A relação entre Silvana e Erick começou em maio de 2025, quando ela passou a procurar o jovem para procedimentos estéticos. A lipo de papada teria sido uma das primeiras intervenções realizadas. Em setembro, Silvana se submeteu a uma lipoenxertia nas mamas, técnica que utiliza a própria gordura da paciente para aumentar o volume dos seios.
Esse tipo de cirurgia só pode ser feito em ambiente hospitalar e por profissionais habilitados. No entanto, segundo a investigação, ambos os procedimentos foram realizados dentro do escritório de Erick, sem qualquer estrutura adequada.
Quadro de saúde se agrava
Dias após a lipoenxertia, Silvana começou a sentir dores intensas e apresentar sinais de infecção. Quando foi levada ao hospital, Erick teria se identificado como “enfermeiro e primo” da vítima, conforme consta no prontuário.
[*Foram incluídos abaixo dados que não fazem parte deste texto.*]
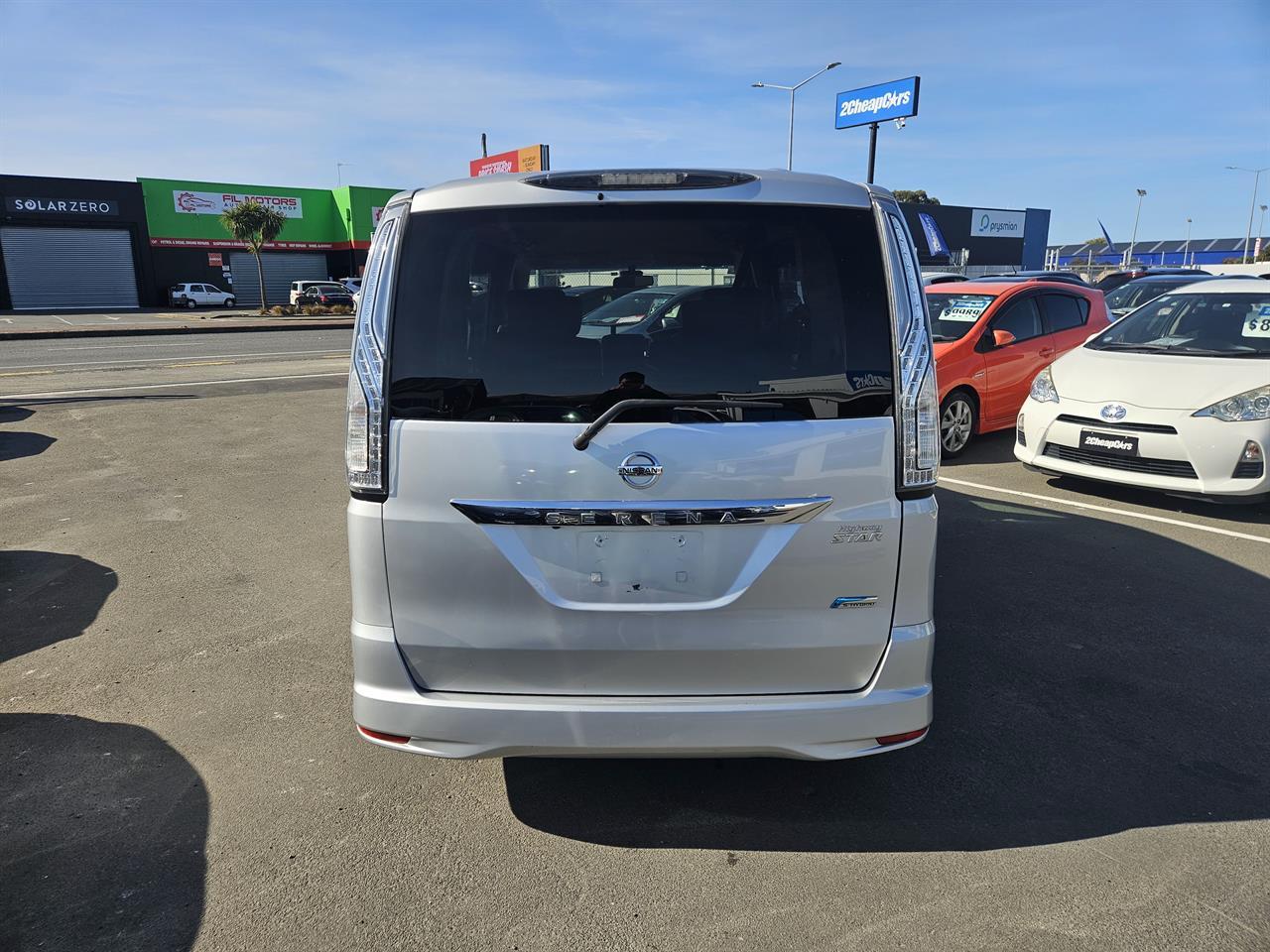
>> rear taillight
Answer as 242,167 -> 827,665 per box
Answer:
344,207 -> 398,498
877,200 -> 940,494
Os documentos mostram que, na chegada ao pronto atendimento, Silvana recebeu antibióticos para tratar infecções bacterianas e corticóides. A triagem apontou pressão baixa, taquicardia e a abertura de um protocolo de sepse, indicando risco de infecção generalizada.
Infecção avança e há indícios de necrose
No dia seguinte, Silvana foi internada na UTI, sem acompanhantes. Os registros mostram que ela apresentava falas confusas, inchaço acentuado nas mamas e sinais de que a infecção já havia atingido tecidos musculares, com indícios de necrose.
A equipe médica tentou contato com familiares da paciente, mas, segundo o prontuário, Erick se recusou a fornecer números de parentes. O único telefone registrado era o dele, e as tentativas de contato não foram atendidas.
Cirurgia de emergência
Com o quadro rapidamente se agravando, os médicos decidiram realizar uma cirurgia de emergência para conter a infecção. Mesmo com todos os esforços, Silvana não resistiu.
A Polícia Civil segue ouvindo testemunhas, reunindo prontuários e analisando outros possíveis atendimentos que possam ter sido realizados pelo falso biomédico, que foi indiciado por homicídio qualificado.